Akshay Verma edited this page May 31, 2017 · 2 revisions

Preparation of the Initial Dataset

The data has been manually entered by a database team at CBGA and then integrated into the portal with visualizations. These values are calculated using multiple state budget documents. A separate concordance table has been prepared and has been integrated on the tool.

Granularity of Data

There is so much variability among states in terms of their budget documents and the contents, that for purposes of such inter-state comparison, only aggregate level indicators could be taken.

Scope of Data

As of now, expenditure side indicators for 26 states (including Delhi ) and for 12 sectors have been put up on the portal.

Future Expansion of the scope of Data

In the next phase Municipal Corporation data can be brought under the ambit of Story Generator as well. In that direction, maybe you can mention that creation of standard templates will enable such comparison across municipal corporations or further down. So, in some sense, this will be like a harmony between budget knowlegde (in creating templates) and technology (in integrating this standardised database into a visual form).

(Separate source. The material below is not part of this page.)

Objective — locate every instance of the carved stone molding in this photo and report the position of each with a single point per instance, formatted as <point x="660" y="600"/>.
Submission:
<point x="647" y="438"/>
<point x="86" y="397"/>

Data format of the Dataset and the conversion required

The initial dataset is prepared in CSV. While Javascript supports methods to read CSV file, the structure in which it would read would not be suitable for the App. Thus munging would be required to make it ingest-able for visualization. The dataset is munged to JSON using a Python Script. The JSON data contains an array of objects with each object representing the Sector. The sector contains indicators. The indicator contains State Data. Each State data contains Budget Attributes. These budget attributes contain the fiscal year and their corresponding values.